Melbourne Spurr (1888 – 1964) was an American photographer, of the first half of the 20th Century. He is best known for his photographs of film actors, taken between 1916 and around the mid 1930s. Melbourne Edwin Spurr was born on 22 December 1889 at Decorah, Iowa and died on 3 October 1964 at Los Angeles. He was profoundly deaf.
Biography
Family background
Melbourne Erwin Spurr was born deaf on 22 December 1888 at Decorah, Iowa, His father was Ervin Willard Spurr and his mother was Nettie Spurr (née Stiles). He had a sister, Gladys Celeste Spurr, and a brother, Wilbur Shimer Spurr.[1][2] His father was a celbrated photographer of artists and scientists, who was also the proprietor of Studio One Man at Waterloo, in Black Hawk county, Iowa.[2]
Career
In 1910, he began his photographic career with his father, before moving to Chicago where he opened his first studio.
In 1916, Melbourne Spurr went to Hollywood, with ambitions of being a film actor. However, film directors were not interested in working with deaf actors, because it was expected to be difficult to manage them.[1][2]
Through the influence of his father, Spurr found work with renowned photographer Fred Hartsook, who worked taking photographs of rising celebrities.[1] Among Spurr's first Hollywood photographs were those of a young comedian named Charlie Chaplin. Impressed by photographs Spurr took of the actress, Mary Pickford, Fred Hartsook decided to assist Spurr to launch a career taking photographic portraits in Hollywood.[1]
By the mid-1920s, Spurr was regarded as one of the foremost portraitists of celebrities in the world. He often photographed celebrities such as, Vilma Banky, John Barrymore, Hobart Bosworth, Fanny Brice, Betty Compson, Marion Davies, William de Mille, Douglas Fairbanks, Pauline Frederick, Buster Keaton, Jacqueline Logan, June Marlowe, Alla Nazimovam, Pola Negri, Norma Shearer, Norma Talmadge, Alice Terry, Bryant Washburn, and many others.[2]

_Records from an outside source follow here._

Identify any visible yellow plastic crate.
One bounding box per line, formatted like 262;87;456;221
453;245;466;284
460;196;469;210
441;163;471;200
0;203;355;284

His career flourished, while his clients chose their own photographers. By the end of the 1920s, with the rise of the 'studio system', publicity photographs were controlled by the film studios; Spurr refused to work under that arrangement. He continued to photograph writers, artists, and politicians, but as the silent era film stars became forgotten, his work slipped into obscurity.
Personal life and death
Melbourne Spurr married Kathryn Harris in Hollywood, but left her for a German actress of Hungarian origin, Lena Malena. Three years after he left her his wife demanded a divorce.[1]
Spurr died on 3 October 1964, at Los Angeles, California, and was interred in the Hollywood Forever Cemetery.